Here I defer to a wonderful essay from George Saunders (The Brain Dead Megaphone, p. 201), where he writes:

So what does Twain do?  This literary purist . . . commits one of the worst Conicindences in the history of writing.  Huck approaches the house where Jim is being held, planning to enact another swindle, and a woman comes out, mistakes him for another little boy (we flinch a bit at this; mistaken identity has been used maybe once too often in the book), and then – horror of horrors – we learn that this other little boy’s name is Tom, and we begin whispering to ourselves, No way, no way, Mark, Sam, don’t do it – but our worst fears are soon confirmed: this woman is Tom Sawyer’s aunt, and she – here, eleven hundred miles upriver – is expecting a visit from Tom himself any minute now.

Mark Twain, one of the great authors ever to live, had a hard time coordinating all the various details and plot lines of his story into a satisfying ending.  Can you imagine how difficult it will be for God to sort out the mess of our lives in the end?  For God to tie up all the loose ends of history in a way that counts for God keeping God’s promises to bless the whole world?

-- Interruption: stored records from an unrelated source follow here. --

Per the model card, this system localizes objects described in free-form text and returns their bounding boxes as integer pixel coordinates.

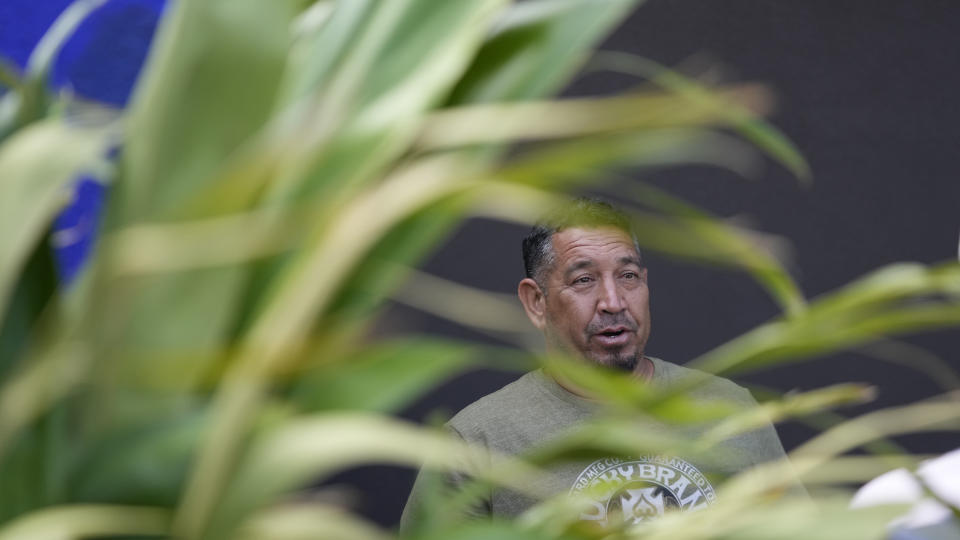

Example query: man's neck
[547,356,655,401]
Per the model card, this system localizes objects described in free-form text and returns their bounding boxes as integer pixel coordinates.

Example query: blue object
[0,0,166,285]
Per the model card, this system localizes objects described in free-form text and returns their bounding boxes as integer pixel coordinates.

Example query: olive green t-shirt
[401,358,785,530]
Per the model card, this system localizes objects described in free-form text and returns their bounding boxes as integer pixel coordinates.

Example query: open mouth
[600,328,626,337]
[594,326,630,346]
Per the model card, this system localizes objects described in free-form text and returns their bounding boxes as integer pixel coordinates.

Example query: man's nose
[597,279,626,313]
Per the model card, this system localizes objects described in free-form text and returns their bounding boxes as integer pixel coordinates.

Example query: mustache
[587,311,637,334]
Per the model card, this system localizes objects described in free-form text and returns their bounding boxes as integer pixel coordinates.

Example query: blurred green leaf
[700,384,875,447]
[0,504,170,540]
[121,0,295,221]
[691,263,960,373]
[210,413,537,538]
[417,86,763,150]
[68,410,206,508]
[291,339,496,412]
[449,0,640,105]
[234,503,394,540]
[0,57,22,91]
[790,392,960,465]
[0,119,115,322]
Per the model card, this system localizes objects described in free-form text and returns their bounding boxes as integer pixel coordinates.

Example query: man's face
[542,228,650,371]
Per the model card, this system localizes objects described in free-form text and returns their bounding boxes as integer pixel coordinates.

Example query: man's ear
[517,278,547,330]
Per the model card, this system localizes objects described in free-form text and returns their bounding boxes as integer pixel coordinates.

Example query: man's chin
[593,353,641,373]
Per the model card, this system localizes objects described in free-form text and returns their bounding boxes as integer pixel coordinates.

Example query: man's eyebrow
[563,259,593,276]
[618,255,643,268]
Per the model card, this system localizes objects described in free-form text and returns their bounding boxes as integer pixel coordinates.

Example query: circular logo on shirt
[570,456,716,525]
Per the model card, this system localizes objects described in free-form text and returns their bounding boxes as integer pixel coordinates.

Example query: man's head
[517,199,650,371]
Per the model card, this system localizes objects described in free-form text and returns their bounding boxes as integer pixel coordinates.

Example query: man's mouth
[593,326,630,347]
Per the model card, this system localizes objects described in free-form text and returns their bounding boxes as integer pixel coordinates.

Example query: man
[401,199,784,527]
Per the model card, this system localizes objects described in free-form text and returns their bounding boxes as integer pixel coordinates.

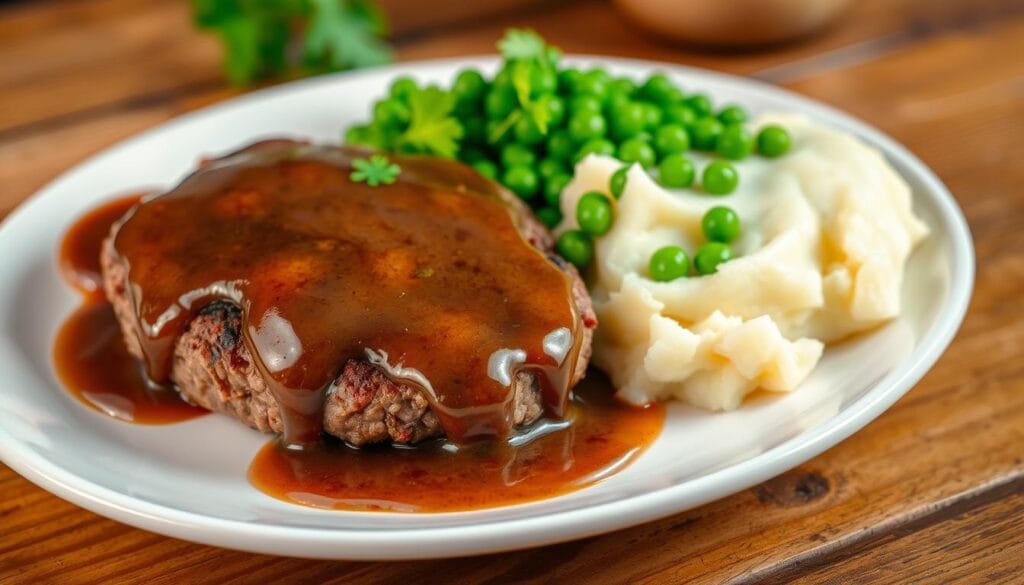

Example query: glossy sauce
[53,196,207,424]
[249,371,665,512]
[114,140,582,445]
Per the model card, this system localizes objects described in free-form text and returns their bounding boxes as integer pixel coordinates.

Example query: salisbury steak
[101,149,597,445]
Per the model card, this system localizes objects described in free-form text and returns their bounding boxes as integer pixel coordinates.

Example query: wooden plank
[775,482,1024,585]
[0,0,1020,139]
[0,12,1024,583]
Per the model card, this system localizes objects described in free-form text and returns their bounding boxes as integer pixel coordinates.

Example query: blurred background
[0,0,1024,213]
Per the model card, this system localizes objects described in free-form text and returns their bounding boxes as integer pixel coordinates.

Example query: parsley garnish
[487,29,558,143]
[397,87,462,159]
[349,155,401,186]
[193,0,391,85]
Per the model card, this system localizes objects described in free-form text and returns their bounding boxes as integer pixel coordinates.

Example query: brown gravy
[53,196,207,424]
[54,150,665,512]
[107,140,582,444]
[249,370,665,512]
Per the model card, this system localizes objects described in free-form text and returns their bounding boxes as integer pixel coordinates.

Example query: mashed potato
[557,115,927,410]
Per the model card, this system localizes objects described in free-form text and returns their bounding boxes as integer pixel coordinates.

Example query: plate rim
[0,54,975,560]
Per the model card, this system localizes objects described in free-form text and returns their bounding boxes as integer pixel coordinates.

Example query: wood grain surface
[0,0,1024,584]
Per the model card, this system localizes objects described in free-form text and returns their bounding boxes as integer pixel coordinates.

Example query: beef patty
[100,162,597,446]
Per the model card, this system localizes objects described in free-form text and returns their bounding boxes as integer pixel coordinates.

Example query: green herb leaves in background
[193,0,391,85]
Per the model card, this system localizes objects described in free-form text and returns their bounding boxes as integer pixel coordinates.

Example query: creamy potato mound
[556,115,928,410]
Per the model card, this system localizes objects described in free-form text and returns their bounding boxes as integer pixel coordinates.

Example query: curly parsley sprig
[349,155,401,186]
[191,0,391,85]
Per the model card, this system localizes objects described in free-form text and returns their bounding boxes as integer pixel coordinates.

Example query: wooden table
[0,0,1024,583]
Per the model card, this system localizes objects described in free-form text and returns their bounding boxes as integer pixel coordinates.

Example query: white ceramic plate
[0,58,974,559]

How will God organize terrible historical events into something meaningful?  How will God coordinate personal tragedy and suffering into a larger whole that one day makes sense?  I don’t know.  All we have is the clue that is the crucifixion and resurrection of Jesus Christ.  In the death of Jesus, God takes the violence of a world empire and the nastiness and hatred of ordinary folks and allows both to do their absolute worst, bringing about the death of God’s beloved Son.  But out of that terrible darkness, God brings the light of resurrection, hope, and forgiveness. 

I believe that you can trust God with your life.  You can trust God’s imaginative, creative wisdom to coordinate all the loose ends of your life together: your joys and victories as well as your dead-ends and disappointments.  I have neither proof nor an air-tight argument.  All I can offer you is the confession of Israel and the earliest Christians that God is the one who keeps the promises God makes.  How God is organizing the different parts of your life into a larger whole is always difficult to see while it’s happening.  Usually, you have to look back over your journey so far, seeking signs of God’s quiet presence.  But God is there, and God is here, and God will be always here.  May the Spirit give us eyes to see.